Taking You Home is the sequel to the wonderful Boys of Summer. You can easily read this novel without the first one but you get more context if you read both so it’s recommended but definitely not required. The sequel is written in much the same vein as the original story where the conflict isn’t internal but external. The conflict isn’t within the relationship – nor was it last time – but now that Hunter is over his issues being labeled as gay, the two have to get Max’s family over the issues as well. To that end the story is very, very sweet and very, very romantic. Almost too much so in that the language is over the top. Everything is soul affecting, so wonderful it makes you cry, and there is so much love every moment is magical. That’s not a bad thing and reader reaction is going to vary based on how sweet they want their story.

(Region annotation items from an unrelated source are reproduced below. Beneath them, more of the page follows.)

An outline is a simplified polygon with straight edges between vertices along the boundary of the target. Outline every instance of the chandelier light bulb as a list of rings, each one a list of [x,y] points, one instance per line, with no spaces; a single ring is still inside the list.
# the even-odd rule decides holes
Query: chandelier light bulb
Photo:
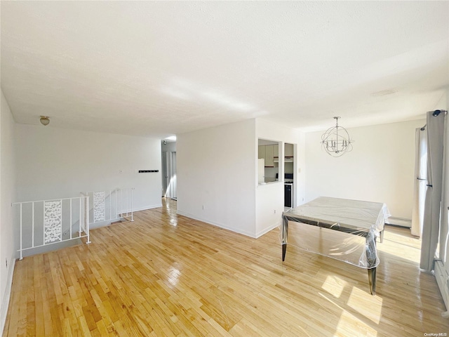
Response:
[[[48,125],[50,119],[47,116],[41,116],[41,123],[42,125]]]

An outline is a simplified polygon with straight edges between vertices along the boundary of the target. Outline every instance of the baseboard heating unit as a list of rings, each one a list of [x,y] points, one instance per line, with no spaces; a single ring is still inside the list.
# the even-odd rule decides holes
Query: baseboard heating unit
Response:
[[[392,226],[406,227],[407,228],[411,228],[412,220],[406,219],[405,218],[398,218],[396,216],[389,216],[385,225],[390,225]]]

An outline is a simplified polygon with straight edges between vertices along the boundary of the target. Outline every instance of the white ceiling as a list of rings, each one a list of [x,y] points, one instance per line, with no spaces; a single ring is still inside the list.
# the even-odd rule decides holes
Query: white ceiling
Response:
[[[424,117],[449,1],[1,1],[18,123],[163,138],[261,117],[304,131]]]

The focus of the sequel is split along two lines. The first is that Max’s family, particularly his sister and father, aren’t comfortable with Max’s homosexuality. Thus with Max and Hunter getting married everyone tries to bridge the gap and give a happy ending. The second focus is reaffirming the incredible, lasting, soul deep love and passion between Max and Hunter. The story wants to hammer home how intensely, magically, and amazingly in love the two men are. The tension with the family helps to alleviate the exaggerated romance but there’s no question of a happy, contented ending and the conversion happens pretty quickly.

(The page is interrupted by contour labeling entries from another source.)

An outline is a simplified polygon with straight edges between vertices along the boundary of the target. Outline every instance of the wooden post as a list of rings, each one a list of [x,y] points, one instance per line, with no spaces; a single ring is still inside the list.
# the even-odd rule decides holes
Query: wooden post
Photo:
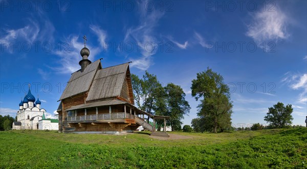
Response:
[[[125,112],[124,113],[124,118],[126,119],[126,105],[125,104]]]
[[[96,107],[96,120],[98,120],[98,107]]]
[[[86,120],[86,109],[85,108],[85,111],[84,111],[84,120]]]
[[[110,117],[109,117],[109,119],[111,119],[111,112],[112,112],[112,109],[111,109],[111,106],[109,106],[109,115]]]
[[[154,120],[154,126],[152,126],[152,132],[156,131],[156,122],[155,121],[155,118],[153,118]]]
[[[166,120],[165,118],[164,118],[164,127],[163,127],[163,131],[166,132]]]

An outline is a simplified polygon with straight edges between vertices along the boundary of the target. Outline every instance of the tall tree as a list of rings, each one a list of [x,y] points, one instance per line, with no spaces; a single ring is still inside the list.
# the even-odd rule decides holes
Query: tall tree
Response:
[[[288,104],[285,107],[283,103],[278,102],[269,108],[269,112],[265,117],[265,120],[270,123],[273,128],[284,128],[292,124],[293,118],[291,114],[293,111],[291,104]]]
[[[192,96],[198,101],[201,100],[198,106],[198,115],[201,118],[212,119],[213,132],[217,133],[217,127],[221,124],[222,117],[230,117],[232,111],[232,104],[230,101],[229,88],[224,82],[223,76],[207,68],[206,72],[197,74],[197,78],[192,80]],[[224,123],[231,123],[231,119],[224,119]]]
[[[174,131],[176,126],[181,125],[181,120],[184,118],[184,115],[190,112],[191,107],[188,101],[185,100],[185,93],[180,86],[170,83],[164,88],[167,103],[167,110],[165,115],[169,116],[168,121],[172,131]]]
[[[162,88],[157,76],[147,71],[142,79],[135,75],[131,76],[134,98],[137,105],[141,110],[152,115],[155,114],[154,108],[159,96],[157,91]],[[149,117],[147,118],[147,121]]]

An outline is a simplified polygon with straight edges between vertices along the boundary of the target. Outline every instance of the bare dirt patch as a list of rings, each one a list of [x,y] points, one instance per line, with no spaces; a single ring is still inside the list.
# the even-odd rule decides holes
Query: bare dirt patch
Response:
[[[159,137],[157,136],[149,136],[150,137],[155,139],[161,139],[161,140],[169,140],[169,139],[190,139],[193,138],[192,137],[182,135],[179,134],[168,134],[169,135],[169,137]]]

The writing is very good and the first person, present tense narration is surprisingly engaging. Usually this is a tricky style to pull off but Hunter’s voice and the easy language combine to create an interesting story right from the beginning. So much so I couldn’t imagine the story written any other way. Hunter blends past events into his musings with current events so the telling feels smooth and seamless. This does tend to leave the story telling considerably more than showing but that’s not likely to bother many readers. The writing is clean of any distractions and imbued with a warmth and charm that will endear readers.
The romance between the two men is lovely and filled with intense passion and love. There’s no question these two are soul mates and so in love with each other they don’t even notice anyone else. Each successive scene shows just how perfect they are together as they work towards converting Max’s family into a supportive unit and accepting every single thing about each other. There is nothing that isn’t perfect between these two and Hunter constantly tells the reader so. So for the right reader, they’ll adore all this over the top, exaggerated romance of soul mates and lovers destined to be together forever. I personally quite like the story but eventually it simply becomes too much.
Part of this is that there is no sense of scale. Every single event from a random glance at each other to the moment they take their vows is a way for the story to reiterate how in love they are with each other. The arguably most romantic moment – their wedding – is actually no more intense and passionate than driving in the car together as Hunter glances at a fidgeting Max. The same sense of awe, love, wonder, commitment, total and complete head over heals love is told in both scenes. This takes away the emotional impact of what should be the biggest highs since everything is so wonderful and magical.
I think this particular book is going to come down to reader preference. If you like incredibly sweet – almost saccharine sweet – romances, then this will please you enormously. If you need a little bite to your love story then know that going in but it’s still a lovely story.